Here the court effectively inverts the focus of the harmless error test. The source of the video was an issue relevant to Hunt’s defense, not the state’s proof, and depriving him of the additional corroborating evidence affected his defense. Moreover, there was evidence about the video’s source, as the investigating officer testified that A.H. said that Hunt mentioned all the images came from Venske. (¶¶10, 44 n.12). And, as noted below, one of Hunt’s ineffective assistance claims involved trial counsel’s failure to respond appropriately to the state’s objection when he attempted to elicit that evidence directly from A.H. This shows the errors in the trial by the trial court and trial counsel were connected, which would augment the impact on the defense. The court ignores this problem by treating each error in isolation.

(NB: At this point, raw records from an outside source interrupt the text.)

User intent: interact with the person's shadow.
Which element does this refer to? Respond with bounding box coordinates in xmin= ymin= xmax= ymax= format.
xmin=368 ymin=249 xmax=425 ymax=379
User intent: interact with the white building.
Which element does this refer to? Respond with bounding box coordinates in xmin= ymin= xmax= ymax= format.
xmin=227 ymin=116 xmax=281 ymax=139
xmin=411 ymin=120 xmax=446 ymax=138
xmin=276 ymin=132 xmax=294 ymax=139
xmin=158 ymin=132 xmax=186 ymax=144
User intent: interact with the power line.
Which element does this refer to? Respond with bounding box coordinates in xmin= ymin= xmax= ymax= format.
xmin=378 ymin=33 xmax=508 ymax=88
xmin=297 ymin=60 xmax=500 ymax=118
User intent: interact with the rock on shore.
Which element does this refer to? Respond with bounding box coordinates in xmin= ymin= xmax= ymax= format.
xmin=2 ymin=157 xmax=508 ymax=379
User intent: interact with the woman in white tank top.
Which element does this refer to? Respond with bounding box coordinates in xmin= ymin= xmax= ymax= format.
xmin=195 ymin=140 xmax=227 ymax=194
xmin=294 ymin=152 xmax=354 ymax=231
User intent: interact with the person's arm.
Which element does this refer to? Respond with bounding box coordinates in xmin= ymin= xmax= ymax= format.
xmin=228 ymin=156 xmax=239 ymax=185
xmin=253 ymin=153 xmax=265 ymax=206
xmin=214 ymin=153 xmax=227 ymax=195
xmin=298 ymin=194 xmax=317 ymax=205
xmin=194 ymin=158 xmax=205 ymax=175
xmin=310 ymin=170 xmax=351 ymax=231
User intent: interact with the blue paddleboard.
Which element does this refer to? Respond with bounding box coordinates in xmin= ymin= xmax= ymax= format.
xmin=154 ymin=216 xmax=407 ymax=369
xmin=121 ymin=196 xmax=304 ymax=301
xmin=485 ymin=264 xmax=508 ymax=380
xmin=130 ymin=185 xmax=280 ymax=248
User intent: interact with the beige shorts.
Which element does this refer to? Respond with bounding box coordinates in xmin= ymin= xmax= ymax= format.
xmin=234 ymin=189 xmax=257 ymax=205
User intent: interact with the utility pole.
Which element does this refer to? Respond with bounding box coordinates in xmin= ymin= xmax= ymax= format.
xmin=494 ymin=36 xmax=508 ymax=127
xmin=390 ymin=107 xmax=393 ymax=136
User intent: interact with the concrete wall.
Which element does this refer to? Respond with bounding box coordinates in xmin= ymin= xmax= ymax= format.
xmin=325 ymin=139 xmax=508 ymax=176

The court also rejects Hunt’s claim that trial counsel was ineffective for: failing to argue the appropriate hearsay exception in response to the state’s objection to a question put to A.H. about the source of the video (¶¶7, 41); failing to cite § 904.03 in support of an objection to A.H.’s testimony that she saw other images, which might have led the jury to believe the other images met the statutory definition of sexually explicit activity (¶¶6, 45-46); and failing to agree to the trial court’s proposal to add language to the instruction on the elements of the offense that only the sex video could form the basis for conviction (¶¶14-15, 52). Applying the established IAC standards, the court holds counsel’s failures to articulate the right hearsay exception or cite to § 904.03 weren’t prejudicial (¶¶43-44, 48-50) and that he made a reasonable strategic decision to not accept the trial court’s proposed instruction because he feared it might convey the court believed the video met the statutory standard (¶¶54-55).
In finding no prejudice on the first claim, the court focuses on how A.H.’s answer might have bolstered her story, but ignores the answer’s consistency with Hunt’s defense and the fact Hunt’s opening statement anticipated A.H.’s answer would be admitted (Hunt’s brief at 17). And, in rejecting Hunt’s second claim, the court points to a passing reference in the jury instructions to the video of sexual intercourse being the basis for the charge, and then invokes the rule that the jury is presumed to follow the court’s instructions—the rule it ignored in its harmless error analysis. (¶48).
Lastly, note how the court dodges the rule about aggregating counsel’s errors when determining prejudice, State v. Thiel, 2003 WI 111, ¶59, 264 Wis. 2d 571, 665 N.W.2d 305. The court assumes counsel was deficient on two of the claims (¶¶42 n.11, 47-48) and finds no deficiency on the third. No finding of deficiency means no aggregation: “Because we conclude that one of the alleged errors raised by Hunt are [sic] not deficient as a matter of law, we cannot address Hunt’s aggregacy [sic] argument, as we do not find any, let alone multiple, instances of deficient performance.” (¶56 n.15).